Qualité d'impression
La qualité d'un tirage photographique est intimement liée aux caractéristiques du papier utilisé. Sa structure, son mode de couchage, la présence d'azurants optiques sont autant de critères qui modifient le rendu des couleurs  et le rendu des détails de l'impression. Nous utilisons différents types de matériel pour réaliser nos tests :

*Une imprimante HP B9180 munie d'encres Vivera dont nous avons pu apprécier les qualités au cours d'un précédent test.
* La suite Color Confidence Profiler Pro composée d’un spectrocolorimètre EFI ES 1000 et le logiciel Print Profiler Pro (www.colourconfidence.com)
* Pixelo Studio Test Visual Chart couleur et noir et blanc pour l’évaluation subjective de la qualité de restitution des tirages.
* Mires Pixelo Studio Measure Chart pour les différentes mesures à réaliser.
* Scanner Epson V700.
* Chartes de profilage TC9.18.
 
Imprimante HP B9180

Les tests sont imprimés avec et sans gestion de la couleur pour pouvoir à la fois apprécier les saturations maximales offertes par le papier et ses qualités lors d'un cadre normal d'utilisation.

Blancheur


L'analyse au spectrophotomètre d'une plage non imprimée nous permet d'apprécier la réflexion spectrale du blanc papier; c'est-à-dire la manière dont il renvoie la lumière, longueur d'onde par longueur d'onde.
Le pic de réflectance dans les bleus démontre clairement une grande présence d'azurants optiques dans le papier.
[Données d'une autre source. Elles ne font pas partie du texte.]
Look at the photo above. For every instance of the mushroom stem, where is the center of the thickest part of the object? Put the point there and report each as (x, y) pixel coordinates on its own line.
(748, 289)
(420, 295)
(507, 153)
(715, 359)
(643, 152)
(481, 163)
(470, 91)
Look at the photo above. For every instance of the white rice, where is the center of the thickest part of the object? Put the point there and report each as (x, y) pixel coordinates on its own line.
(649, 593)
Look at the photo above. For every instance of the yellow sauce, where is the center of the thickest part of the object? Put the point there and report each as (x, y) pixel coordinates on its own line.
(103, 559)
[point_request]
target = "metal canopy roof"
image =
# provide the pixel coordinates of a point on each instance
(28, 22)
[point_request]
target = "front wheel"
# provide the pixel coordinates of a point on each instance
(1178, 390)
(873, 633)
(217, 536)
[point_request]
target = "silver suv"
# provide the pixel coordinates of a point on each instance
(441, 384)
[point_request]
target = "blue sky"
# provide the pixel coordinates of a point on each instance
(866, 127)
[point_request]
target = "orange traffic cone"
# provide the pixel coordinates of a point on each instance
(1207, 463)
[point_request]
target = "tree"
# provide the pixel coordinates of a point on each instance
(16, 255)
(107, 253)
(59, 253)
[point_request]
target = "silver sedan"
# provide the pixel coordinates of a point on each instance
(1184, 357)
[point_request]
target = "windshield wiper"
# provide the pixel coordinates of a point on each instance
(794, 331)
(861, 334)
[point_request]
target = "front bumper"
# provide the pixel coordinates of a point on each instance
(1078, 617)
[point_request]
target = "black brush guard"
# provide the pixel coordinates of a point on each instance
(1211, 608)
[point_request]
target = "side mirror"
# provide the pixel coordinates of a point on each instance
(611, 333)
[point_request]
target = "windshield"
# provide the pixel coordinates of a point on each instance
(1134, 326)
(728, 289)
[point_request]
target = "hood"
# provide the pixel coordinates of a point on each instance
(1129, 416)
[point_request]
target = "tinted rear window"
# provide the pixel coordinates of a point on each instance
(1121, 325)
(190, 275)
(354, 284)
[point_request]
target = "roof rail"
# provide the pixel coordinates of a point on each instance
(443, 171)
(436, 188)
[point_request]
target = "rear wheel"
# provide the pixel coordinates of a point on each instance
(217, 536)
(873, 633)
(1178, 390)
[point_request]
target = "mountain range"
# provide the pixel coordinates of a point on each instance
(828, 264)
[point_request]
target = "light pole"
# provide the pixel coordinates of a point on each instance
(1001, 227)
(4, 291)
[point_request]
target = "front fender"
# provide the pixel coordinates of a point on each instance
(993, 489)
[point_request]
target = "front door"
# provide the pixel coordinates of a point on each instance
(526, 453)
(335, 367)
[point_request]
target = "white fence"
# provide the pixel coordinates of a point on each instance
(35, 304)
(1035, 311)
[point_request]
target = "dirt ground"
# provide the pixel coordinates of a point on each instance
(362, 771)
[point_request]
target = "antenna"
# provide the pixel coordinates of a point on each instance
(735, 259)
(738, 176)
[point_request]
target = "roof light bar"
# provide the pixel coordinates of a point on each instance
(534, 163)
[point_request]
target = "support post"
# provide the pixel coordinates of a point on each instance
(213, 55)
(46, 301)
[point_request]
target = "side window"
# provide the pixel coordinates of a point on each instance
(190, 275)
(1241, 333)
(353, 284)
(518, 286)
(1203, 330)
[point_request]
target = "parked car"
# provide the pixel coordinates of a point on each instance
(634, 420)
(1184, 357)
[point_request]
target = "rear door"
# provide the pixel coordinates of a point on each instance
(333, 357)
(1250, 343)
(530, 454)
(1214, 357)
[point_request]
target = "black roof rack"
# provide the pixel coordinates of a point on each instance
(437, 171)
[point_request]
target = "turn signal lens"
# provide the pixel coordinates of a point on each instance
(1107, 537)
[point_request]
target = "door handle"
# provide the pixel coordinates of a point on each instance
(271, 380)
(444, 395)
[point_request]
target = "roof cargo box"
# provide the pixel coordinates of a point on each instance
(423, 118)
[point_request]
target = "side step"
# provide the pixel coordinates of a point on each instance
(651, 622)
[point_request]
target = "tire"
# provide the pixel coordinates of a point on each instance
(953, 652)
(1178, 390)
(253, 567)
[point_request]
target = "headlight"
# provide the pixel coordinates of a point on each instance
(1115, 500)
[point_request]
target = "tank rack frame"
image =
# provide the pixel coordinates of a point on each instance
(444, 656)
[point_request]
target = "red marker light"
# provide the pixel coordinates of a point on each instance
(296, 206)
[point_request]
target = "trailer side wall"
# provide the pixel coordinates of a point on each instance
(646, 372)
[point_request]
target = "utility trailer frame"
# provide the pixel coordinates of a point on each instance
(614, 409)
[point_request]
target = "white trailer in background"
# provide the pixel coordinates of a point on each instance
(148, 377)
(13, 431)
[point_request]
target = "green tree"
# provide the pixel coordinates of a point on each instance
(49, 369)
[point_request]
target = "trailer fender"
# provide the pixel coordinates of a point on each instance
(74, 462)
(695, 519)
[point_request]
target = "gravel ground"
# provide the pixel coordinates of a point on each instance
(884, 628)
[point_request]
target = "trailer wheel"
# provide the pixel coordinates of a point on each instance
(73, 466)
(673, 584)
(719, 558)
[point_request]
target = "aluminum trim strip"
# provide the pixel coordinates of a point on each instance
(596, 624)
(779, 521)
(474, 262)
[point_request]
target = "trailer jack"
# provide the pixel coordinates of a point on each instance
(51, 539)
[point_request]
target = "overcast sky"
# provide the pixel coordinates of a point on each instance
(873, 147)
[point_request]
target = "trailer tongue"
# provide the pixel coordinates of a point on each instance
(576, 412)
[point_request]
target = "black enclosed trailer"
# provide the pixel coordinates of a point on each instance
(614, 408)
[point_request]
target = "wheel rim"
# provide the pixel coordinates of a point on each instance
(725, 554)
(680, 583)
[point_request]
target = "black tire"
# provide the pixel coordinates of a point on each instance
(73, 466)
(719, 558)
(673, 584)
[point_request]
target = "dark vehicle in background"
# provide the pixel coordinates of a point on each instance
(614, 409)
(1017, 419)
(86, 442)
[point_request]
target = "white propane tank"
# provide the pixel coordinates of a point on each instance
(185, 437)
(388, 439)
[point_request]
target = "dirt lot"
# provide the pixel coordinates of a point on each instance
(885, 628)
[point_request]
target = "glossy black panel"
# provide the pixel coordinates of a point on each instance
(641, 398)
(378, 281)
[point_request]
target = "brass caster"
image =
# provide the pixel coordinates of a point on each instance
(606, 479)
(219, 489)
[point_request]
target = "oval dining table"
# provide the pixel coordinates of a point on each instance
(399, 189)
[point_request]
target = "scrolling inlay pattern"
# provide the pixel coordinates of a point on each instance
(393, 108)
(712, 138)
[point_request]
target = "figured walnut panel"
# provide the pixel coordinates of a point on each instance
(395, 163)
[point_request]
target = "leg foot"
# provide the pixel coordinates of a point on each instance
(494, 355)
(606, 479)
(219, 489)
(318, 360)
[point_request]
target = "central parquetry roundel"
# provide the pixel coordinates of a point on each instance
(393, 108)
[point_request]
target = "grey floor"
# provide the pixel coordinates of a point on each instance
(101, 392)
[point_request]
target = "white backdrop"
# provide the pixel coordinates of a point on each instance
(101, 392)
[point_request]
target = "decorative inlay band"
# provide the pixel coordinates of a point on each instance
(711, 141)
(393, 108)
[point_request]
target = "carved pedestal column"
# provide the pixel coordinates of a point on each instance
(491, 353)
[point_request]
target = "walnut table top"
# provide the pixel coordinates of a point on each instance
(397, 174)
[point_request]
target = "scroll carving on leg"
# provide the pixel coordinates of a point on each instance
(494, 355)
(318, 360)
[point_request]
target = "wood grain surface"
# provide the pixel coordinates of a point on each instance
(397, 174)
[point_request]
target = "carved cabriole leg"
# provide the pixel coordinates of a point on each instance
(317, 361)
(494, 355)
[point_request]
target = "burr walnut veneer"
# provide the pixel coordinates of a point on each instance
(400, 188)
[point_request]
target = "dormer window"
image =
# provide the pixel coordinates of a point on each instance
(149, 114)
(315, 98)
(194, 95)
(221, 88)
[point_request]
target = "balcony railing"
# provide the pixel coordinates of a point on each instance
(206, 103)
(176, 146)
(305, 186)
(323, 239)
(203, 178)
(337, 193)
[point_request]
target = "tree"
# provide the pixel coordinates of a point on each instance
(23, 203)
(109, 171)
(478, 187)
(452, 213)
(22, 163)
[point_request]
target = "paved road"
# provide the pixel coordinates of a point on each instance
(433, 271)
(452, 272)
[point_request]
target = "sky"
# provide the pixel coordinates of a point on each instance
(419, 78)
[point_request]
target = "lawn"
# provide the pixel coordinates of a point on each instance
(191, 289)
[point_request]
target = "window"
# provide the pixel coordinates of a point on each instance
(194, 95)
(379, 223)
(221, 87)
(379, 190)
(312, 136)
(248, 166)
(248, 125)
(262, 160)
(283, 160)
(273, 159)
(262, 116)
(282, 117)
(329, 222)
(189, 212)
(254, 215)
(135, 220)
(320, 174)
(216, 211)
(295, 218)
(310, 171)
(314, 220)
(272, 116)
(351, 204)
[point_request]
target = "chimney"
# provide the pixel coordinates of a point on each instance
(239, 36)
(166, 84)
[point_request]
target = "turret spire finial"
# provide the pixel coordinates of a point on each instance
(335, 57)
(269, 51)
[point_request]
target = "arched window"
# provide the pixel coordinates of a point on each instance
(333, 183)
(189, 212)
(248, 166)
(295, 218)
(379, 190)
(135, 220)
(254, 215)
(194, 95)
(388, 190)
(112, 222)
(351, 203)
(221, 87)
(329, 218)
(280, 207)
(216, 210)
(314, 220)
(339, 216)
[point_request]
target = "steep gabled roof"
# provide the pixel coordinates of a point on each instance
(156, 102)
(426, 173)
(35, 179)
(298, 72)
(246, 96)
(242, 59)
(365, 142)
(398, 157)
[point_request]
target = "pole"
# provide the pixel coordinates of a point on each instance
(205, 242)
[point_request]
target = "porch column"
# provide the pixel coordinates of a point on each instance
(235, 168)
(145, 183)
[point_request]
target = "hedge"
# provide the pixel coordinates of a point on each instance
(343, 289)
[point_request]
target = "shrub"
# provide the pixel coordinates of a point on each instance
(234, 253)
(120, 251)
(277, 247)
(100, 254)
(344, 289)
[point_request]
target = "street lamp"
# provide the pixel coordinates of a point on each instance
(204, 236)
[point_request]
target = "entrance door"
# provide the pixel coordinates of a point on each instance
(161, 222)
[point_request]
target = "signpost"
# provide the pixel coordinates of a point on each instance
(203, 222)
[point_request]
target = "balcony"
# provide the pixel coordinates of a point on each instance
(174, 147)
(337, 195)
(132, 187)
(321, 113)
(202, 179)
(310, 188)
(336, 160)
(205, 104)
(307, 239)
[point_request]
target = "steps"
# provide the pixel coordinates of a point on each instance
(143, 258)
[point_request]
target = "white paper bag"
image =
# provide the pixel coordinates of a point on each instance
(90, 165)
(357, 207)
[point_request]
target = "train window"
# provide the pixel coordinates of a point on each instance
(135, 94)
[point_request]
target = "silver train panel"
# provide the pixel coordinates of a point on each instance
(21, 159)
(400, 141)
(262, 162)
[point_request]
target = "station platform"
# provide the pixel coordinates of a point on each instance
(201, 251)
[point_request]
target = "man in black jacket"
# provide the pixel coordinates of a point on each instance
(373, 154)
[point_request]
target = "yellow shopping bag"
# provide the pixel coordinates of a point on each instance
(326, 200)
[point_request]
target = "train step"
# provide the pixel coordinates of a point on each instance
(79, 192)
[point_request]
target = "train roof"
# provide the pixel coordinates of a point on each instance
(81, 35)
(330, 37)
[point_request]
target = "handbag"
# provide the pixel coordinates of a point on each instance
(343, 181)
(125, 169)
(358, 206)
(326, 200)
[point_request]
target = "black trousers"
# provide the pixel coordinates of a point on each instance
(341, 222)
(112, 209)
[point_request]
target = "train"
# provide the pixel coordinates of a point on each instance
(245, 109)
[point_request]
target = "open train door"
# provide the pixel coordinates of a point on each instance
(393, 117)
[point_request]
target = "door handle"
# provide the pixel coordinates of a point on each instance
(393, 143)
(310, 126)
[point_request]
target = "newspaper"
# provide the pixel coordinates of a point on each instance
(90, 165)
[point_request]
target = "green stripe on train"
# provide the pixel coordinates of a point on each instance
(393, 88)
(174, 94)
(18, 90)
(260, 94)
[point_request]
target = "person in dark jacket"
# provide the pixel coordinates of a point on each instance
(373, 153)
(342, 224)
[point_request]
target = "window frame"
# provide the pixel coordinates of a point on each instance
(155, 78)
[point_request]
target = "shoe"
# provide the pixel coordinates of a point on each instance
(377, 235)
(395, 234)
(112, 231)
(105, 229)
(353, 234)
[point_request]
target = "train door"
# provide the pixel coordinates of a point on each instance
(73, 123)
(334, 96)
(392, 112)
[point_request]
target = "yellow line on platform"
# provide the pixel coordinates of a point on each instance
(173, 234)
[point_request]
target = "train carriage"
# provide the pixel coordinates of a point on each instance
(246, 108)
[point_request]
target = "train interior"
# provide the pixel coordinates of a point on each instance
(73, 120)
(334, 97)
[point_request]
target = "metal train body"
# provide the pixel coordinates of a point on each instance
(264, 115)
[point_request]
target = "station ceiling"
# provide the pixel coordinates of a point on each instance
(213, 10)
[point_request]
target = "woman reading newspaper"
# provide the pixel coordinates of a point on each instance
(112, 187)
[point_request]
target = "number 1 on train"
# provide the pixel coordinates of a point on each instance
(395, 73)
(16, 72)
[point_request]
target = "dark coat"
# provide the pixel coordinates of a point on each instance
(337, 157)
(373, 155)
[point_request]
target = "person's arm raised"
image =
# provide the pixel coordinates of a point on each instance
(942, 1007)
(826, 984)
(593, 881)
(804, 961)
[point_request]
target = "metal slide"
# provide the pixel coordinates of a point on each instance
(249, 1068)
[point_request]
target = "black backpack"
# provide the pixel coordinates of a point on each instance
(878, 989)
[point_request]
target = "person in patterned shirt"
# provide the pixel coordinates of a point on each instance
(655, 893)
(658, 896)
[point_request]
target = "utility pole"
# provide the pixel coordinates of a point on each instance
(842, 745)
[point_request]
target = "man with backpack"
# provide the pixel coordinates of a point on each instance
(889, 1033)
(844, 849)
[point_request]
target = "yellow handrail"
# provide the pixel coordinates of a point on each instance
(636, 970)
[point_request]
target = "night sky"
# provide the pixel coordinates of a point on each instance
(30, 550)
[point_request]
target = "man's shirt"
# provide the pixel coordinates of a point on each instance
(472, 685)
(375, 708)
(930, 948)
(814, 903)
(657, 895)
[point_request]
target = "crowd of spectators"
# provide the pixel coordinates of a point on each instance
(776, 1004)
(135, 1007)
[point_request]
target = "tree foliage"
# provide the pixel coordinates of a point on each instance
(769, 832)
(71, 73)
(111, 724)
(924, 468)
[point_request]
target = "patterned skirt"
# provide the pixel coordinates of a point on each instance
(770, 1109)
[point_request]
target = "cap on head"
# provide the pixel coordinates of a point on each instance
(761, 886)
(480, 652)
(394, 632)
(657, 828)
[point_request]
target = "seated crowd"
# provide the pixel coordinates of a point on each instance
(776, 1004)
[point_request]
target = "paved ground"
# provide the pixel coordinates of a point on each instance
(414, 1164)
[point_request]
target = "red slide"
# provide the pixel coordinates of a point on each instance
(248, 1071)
Bien que nous soyons habitué à la présence des agents de blanchiment dans les papiers photo brillants et satinés, leur concentration est plutôt forte ici. On pourrait presque croire que l'on a cherché à maquiller un papier de trop mauvaise qualité. Mais l'explication la plus plausible serait peut-être que chez Micro Application, plus c'est blanc (blanc-bleu) mieux c'est. Le client reste seul juge.

Les valeurs L*a*b*, calculées depuis les valeurs spectrales, donnent une bonne idée de la teinte du blanc. Dans le diagramme L*a*b*, a * correspond à l’axe bleu - jaune et le  b * à l’axe magenta – vert.



La présence d'azurant optique a quelque peu affolé nos instruments de mesure. Il est clair que le papier ne nous parait pas si bleu à l'oeil nu. Mais une fois comparé avec un papier neutre, la différence est flagrante.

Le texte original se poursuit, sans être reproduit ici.